Quel espoir d’émancipation
dans la subordination qui fonde le rapport du salarié à l’employeur quand on
sait qu’on ne devient émancipé qu’en quittant
les oripeaux du « mancipare » (en latin, celui qui se vend pour
vivre) ?
« Faire éducation
populaire », c’est distinguer les différents statuts du travail
productif, du producteur librement associé au salarié, en passant par l’esclave
et le serf. C’est, expliquer inlassablement « l’emploi » qui contraint l’employé
à ployer devant l’employeur…
C’est montrer comment
une grande association qui militait pour l’éducation du peuple, (la Ligue de
l’Enseignement) a fini par applaudir aux lois de Jules Ferry sur
« l’éducation », s’alignant ainsi sur l’idéologie du fossoyeur de la
Commune.
Un Jules Ferry
déclarant huit ans après la Semaine sanglante, à l’époque où il préparait les lois
sur l’Ecole, dite publique :
« Il est à
craindre que d'autres écoles ne se constituent, ouvertes aux fils d'ouvriers et
de paysans, où l'on enseignera des principes totalement opposés, inspirés
peut-être d'un idéal socialiste ou communiste emprunté à des temps plus
récents, par exemple à cette époque violente et sinistre [la Commune]…

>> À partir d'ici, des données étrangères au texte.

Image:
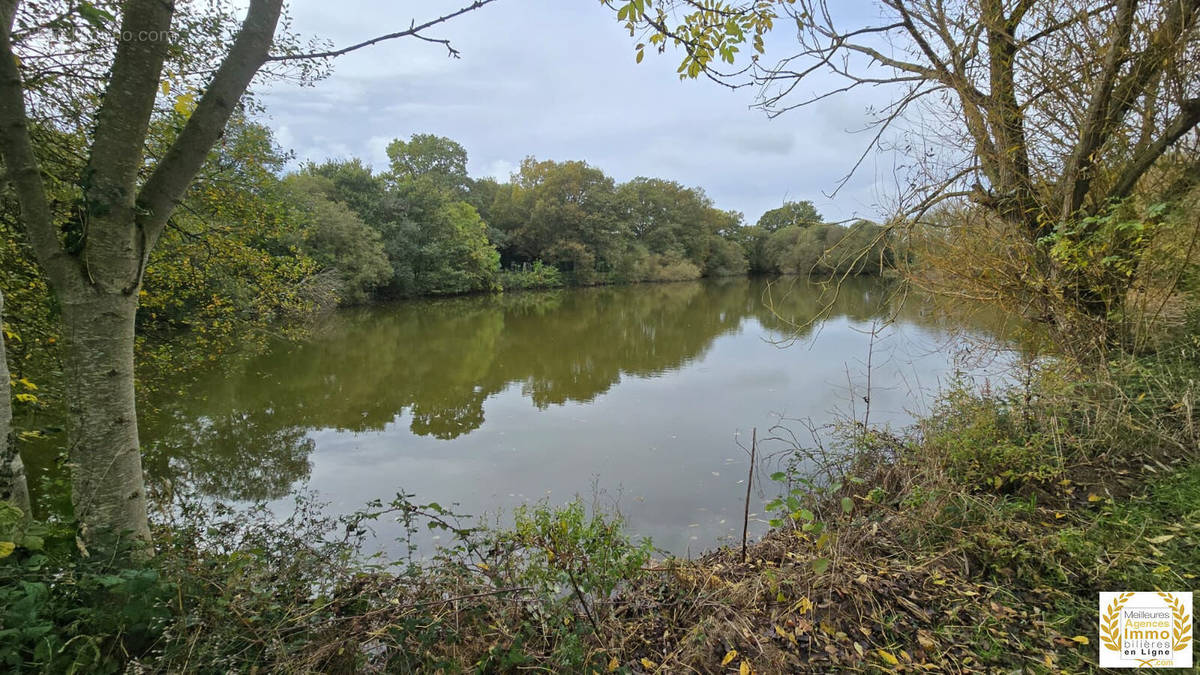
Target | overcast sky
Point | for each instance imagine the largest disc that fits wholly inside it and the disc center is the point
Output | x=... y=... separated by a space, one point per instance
x=557 y=79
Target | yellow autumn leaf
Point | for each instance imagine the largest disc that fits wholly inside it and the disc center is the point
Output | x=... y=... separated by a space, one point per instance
x=185 y=103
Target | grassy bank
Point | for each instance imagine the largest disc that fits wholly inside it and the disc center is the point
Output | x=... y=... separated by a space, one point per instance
x=973 y=542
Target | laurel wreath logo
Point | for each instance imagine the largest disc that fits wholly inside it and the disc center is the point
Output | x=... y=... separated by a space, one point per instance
x=1181 y=633
x=1110 y=635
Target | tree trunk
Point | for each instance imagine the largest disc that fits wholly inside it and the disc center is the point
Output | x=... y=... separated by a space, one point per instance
x=108 y=489
x=12 y=472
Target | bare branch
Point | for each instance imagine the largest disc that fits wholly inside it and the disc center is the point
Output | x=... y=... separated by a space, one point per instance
x=412 y=31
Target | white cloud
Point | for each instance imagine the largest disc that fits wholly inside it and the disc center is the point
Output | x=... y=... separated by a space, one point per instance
x=558 y=81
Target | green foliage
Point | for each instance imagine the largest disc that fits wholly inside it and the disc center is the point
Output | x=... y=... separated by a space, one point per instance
x=570 y=550
x=61 y=613
x=227 y=270
x=436 y=157
x=336 y=239
x=990 y=443
x=791 y=214
x=526 y=275
x=708 y=33
x=826 y=249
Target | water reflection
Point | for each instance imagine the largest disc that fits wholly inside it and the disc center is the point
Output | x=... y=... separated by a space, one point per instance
x=501 y=399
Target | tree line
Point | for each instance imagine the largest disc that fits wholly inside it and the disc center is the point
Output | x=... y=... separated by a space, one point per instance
x=425 y=227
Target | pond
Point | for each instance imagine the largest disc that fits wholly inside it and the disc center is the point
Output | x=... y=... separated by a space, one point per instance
x=640 y=396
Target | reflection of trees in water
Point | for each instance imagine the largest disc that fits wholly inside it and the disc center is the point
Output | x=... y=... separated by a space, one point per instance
x=441 y=359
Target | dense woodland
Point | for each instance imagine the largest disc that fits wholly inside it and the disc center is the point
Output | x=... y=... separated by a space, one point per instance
x=255 y=244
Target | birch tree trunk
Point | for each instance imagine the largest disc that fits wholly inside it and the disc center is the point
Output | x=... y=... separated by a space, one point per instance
x=12 y=472
x=107 y=485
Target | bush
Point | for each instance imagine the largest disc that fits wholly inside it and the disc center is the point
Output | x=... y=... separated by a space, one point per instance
x=537 y=275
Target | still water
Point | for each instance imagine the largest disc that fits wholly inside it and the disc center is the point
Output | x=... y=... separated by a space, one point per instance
x=635 y=395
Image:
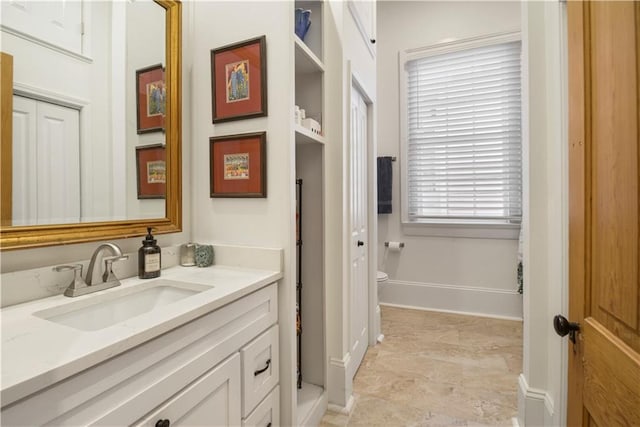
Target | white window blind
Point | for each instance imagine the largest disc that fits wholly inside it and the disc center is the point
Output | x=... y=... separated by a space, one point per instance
x=464 y=136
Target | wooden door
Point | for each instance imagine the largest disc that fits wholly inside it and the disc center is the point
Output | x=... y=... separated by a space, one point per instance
x=604 y=240
x=359 y=292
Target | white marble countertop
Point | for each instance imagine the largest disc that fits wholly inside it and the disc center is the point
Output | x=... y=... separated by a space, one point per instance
x=37 y=353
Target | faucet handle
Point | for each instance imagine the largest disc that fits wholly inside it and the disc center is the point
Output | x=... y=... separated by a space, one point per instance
x=108 y=275
x=77 y=268
x=77 y=282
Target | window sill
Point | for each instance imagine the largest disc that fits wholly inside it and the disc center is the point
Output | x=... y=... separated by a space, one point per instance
x=466 y=230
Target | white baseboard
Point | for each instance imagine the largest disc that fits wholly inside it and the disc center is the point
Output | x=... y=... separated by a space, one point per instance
x=450 y=298
x=344 y=410
x=340 y=384
x=535 y=406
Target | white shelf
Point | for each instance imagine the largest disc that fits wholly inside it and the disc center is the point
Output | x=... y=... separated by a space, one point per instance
x=305 y=136
x=306 y=61
x=312 y=404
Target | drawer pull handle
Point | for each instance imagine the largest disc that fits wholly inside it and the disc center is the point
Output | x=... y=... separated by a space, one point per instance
x=259 y=371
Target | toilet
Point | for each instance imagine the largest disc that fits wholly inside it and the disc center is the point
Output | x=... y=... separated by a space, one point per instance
x=381 y=278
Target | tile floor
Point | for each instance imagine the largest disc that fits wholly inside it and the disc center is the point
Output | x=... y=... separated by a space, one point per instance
x=437 y=369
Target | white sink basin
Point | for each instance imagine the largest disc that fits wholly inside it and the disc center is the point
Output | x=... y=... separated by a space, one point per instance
x=101 y=311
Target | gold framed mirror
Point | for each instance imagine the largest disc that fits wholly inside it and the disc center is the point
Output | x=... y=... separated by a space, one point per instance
x=31 y=236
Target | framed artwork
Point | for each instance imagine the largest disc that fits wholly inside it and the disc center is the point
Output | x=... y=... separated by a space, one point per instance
x=238 y=165
x=239 y=80
x=151 y=171
x=151 y=98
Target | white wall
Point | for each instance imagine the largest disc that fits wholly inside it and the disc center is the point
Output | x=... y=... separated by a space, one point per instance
x=47 y=74
x=449 y=273
x=145 y=46
x=18 y=260
x=266 y=222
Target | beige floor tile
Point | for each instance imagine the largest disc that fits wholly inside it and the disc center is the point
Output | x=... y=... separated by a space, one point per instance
x=437 y=369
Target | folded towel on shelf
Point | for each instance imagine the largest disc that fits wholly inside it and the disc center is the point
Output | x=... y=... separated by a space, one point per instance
x=385 y=181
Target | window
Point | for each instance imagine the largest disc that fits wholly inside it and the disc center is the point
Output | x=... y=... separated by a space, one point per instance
x=462 y=133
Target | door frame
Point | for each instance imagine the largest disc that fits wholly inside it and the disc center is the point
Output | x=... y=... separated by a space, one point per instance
x=543 y=382
x=357 y=83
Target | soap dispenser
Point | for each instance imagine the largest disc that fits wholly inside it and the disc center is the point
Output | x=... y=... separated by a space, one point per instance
x=149 y=257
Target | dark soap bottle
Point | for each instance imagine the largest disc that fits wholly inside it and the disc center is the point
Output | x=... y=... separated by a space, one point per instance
x=149 y=258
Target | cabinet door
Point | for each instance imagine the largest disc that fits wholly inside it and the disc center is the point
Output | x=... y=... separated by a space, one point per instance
x=260 y=368
x=212 y=400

comprise entre le 18 mars et le 24 mai 1871… Il y a deux choses dans
lesquelles l’Etat enseignant et surveillant ne peut pas être indifférent, c’est
la morale et la politique, car en morale et en politique l’Etat
est chez lui.»
L’Etat fera ainsi de la politique à l’Ecole, sans contre-pouvoir, en
imposant hier comme aujourd’hui, un enseignement de l’histoire hagiographique qui relève du roman
national : le roman des vainqueurs de la Commune.
L’Etat est tellement
bien chez lui, que, l’enseignement de l’histoire et de la philosophie délivré
aux enseignants d’hier et d’aujourd’hui, servira et sert encore de courroie de
transmission à une morale proclamée universelle, mais qui ne tend qu’à
préserver les intérêts de la bourgeoisie au pouvoir.
Jules Ferry a jeté
les bases d’un catéchisme républicain laïc encensé encore aujourd’hui par la
quasi-totalité de l’échiquier politique. Tout écart, tout rééquilibrage
critique de cette conception de la morale et de l’histoire sont considérés comme une atteinte à la neutralité
de la fonction publique, comme un manquement à l’obligation de réserve…
Combien ont élevé la voix tel un Célestin Freinet ?
L’Education
populaire pour « le vivre ensemble »,
bien sûr, mais pour dépasser un arsenal
juridique, pour dépasser des institutions, qui autorisent une minorité de
prédateurs à exploiter le peuple producteur. Non seulement l’exploitation, mais
aussi, et de façon croissante, l’exclusion pure et simple, au nom des faillites
que les actionnaires provoquent chez leurs concurrents pour s’emparer de
nouveaux consommateurs.
Le droit n’est pas la
liberté. La liberté, c’est le droit de produire en fonction de l’intérêt
général, dans le respect des intérêts privés de chacun et de celui de la terre nourricière.